The PSF predicted by SAOTrace + marx tracks the general shape of the observed PSF well, though differences are apparent in the core and in the wings. Like in ACIS, the PSF simulated with marx alone is narrower than the observed PSF.
Off-axis PSF¶
For an off-axis source the differences between detector pixel size and different event repositioning algorithms is not important. Instead, the size of the PSF is dominated by optics errors because the detector plane deviates from the curved focal plane and because a Wolter type I optic has fundamental limitations for off-axis sources.
The PSF is much larger and no longer circular. As this test shows, the shadows of the support struts become visible.
The structure of the PSFs is very similar, emphasizing how good both mirror models are. On closer inspection, there is a small shadow just above and to the right of the point where the support strut shadows meet. This feature is a little smaller in marx than in SAOTrace or the real data due to the simplification that the marx mirror model makes.
On-axis PSF at different energies¶
The gold standard to test the fidelity of marx and SAOTrace obviously is to compare simulations to observations.
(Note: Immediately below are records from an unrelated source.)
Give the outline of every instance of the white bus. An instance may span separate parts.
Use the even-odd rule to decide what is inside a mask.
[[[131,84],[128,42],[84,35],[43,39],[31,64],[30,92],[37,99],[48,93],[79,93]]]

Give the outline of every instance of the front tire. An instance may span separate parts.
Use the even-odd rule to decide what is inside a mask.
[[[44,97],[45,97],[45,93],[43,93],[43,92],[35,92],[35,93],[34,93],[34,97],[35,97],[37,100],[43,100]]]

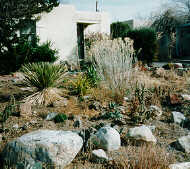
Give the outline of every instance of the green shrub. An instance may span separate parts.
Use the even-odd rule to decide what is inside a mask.
[[[60,114],[58,114],[58,115],[55,116],[54,122],[55,123],[63,123],[67,119],[68,119],[68,117],[67,117],[66,114],[60,113]]]
[[[84,96],[90,89],[89,80],[86,75],[79,75],[76,80],[72,80],[72,93],[79,96]]]
[[[39,39],[28,41],[21,38],[12,51],[4,52],[0,56],[0,73],[17,71],[23,64],[34,62],[55,62],[58,51],[51,48],[51,42],[39,44]]]
[[[127,35],[127,32],[130,30],[130,27],[127,23],[115,22],[111,24],[111,37],[115,38],[124,38]]]
[[[138,60],[148,64],[151,63],[158,52],[155,30],[151,28],[129,30],[127,37],[134,40],[134,49],[138,52]]]
[[[64,68],[49,62],[29,63],[21,68],[27,86],[36,87],[39,91],[56,87],[63,80]]]

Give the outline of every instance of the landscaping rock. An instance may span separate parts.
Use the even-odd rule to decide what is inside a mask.
[[[130,128],[126,138],[156,143],[156,138],[153,136],[151,130],[144,125],[141,127]]]
[[[20,104],[20,115],[21,116],[28,116],[32,115],[32,105],[31,103],[22,103]]]
[[[82,128],[82,121],[79,116],[76,117],[76,120],[74,121],[73,127]]]
[[[177,150],[190,153],[190,135],[180,137],[176,142],[172,143]]]
[[[53,107],[65,107],[68,104],[68,100],[66,98],[63,98],[61,100],[57,100],[53,102]]]
[[[96,163],[104,163],[108,161],[108,157],[104,150],[98,149],[92,151],[92,161]]]
[[[51,121],[51,120],[53,120],[53,119],[55,118],[55,116],[57,116],[57,114],[58,114],[58,113],[56,113],[56,112],[49,113],[49,114],[47,115],[47,117],[46,117],[45,120]]]
[[[154,117],[160,117],[162,115],[162,110],[155,105],[151,105],[149,108],[150,114],[153,114]]]
[[[39,130],[9,142],[2,152],[9,167],[35,168],[42,164],[63,169],[83,146],[82,138],[71,131]]]
[[[190,169],[190,162],[171,164],[169,169]]]
[[[109,126],[100,128],[90,140],[96,147],[107,151],[118,150],[121,146],[120,134]]]
[[[176,111],[172,112],[172,121],[174,123],[182,124],[185,120],[186,118],[182,113]]]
However, it is also instructive to look at a few idealized cases with no observational counterpart so we can simulate high fidelity PSFs with a large number of counts without worrying about background or pile-up. The Chandra Proposers Observatory Guide contains a long section on the PSF and encircled energy based on SAOTrace simulations. Some of those simulations are repeated here to compare them to pure marx simulations. For the marx part of the simulation, we assume that both the mirrors reflect every photon and the detectors detect every photon. That way, the simulation gives more photons in the same runtime. That means the |marx|-only simulations will have more photons in the same exposure time than the SAOTrace + |marx| simulations sp the PSF will look a bit more smooth.
for e in energy:
out = subprocess.run(f'marx SourceType=SAOSAC SAOSACFile="sao{e}.fits" DitherModel=FILE DitherFile="sim_asol.fits" OutputDir="saomarx_{e}" ' +
default_marx, shell=True, capture_output=True)
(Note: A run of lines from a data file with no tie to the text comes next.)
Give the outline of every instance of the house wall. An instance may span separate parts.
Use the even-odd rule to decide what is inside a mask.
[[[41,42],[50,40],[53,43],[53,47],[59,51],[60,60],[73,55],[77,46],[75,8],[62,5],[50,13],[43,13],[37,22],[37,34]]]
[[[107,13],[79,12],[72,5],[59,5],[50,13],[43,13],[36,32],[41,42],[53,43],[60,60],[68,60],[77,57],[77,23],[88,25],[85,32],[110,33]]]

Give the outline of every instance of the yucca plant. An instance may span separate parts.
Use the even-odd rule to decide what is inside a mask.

out2 = subprocess.run(f'marx2fits --pixadj=NONE saomarx_{e} saomarx_{e}.fits',
shell=True, capture_output=True)
PSF images for different discrete energies for pure marx and SAOTrace + marx simulations. The color scale is linear, but the absolute scaling is different for different images, because the effective area of the mirror and thus the number of detected photons is lower at higher energies. Contour lines mark flux levels at 30%, 60%, and 90% of the peak flux level. At higher energies, the PSF becomes asymmetric, because mirror pair 6, which is most important at high energies, is slightly tilted with respect to the nominal aimpoint. At the same time, the scatter, and thus the size of the PSF, increase at higher energies.
Because the simulations are done with Monte-Carlo methods and the number of photons simulated is finite (but large compared to typical observations), there is some noise in the images.
A different way to present the width of the PSF is the encircled count fraction. For each photon, the radial distance is calculated from the nominal source position. Because the center is offset for hard photons, the PSF appears wider at those energies. solid line: marx only, dotted lines: SAOTrace + marx.
marx and SAOTrace simulations predict a very similar PSF shape, but for most energies the SAOTrace model predicts a slightly broader PSF.
Simulated off-axis PSF¶
Compare marx and SAOTrace + marx simulations for different off-axis angles. For simplicity, this is done here for a single energy. We pick 4 keV because it is roughly the center of the Chandra band.
Radius of encircled count fraction for different off-axis angles. The values shown include the effect of the HRC-I positional uncertainty and the uncertainty in the aspect solution. solid line: marx only, dotted lines: SAOTrace + marx
Both simulations show essentially identical off-axis behavior in this test.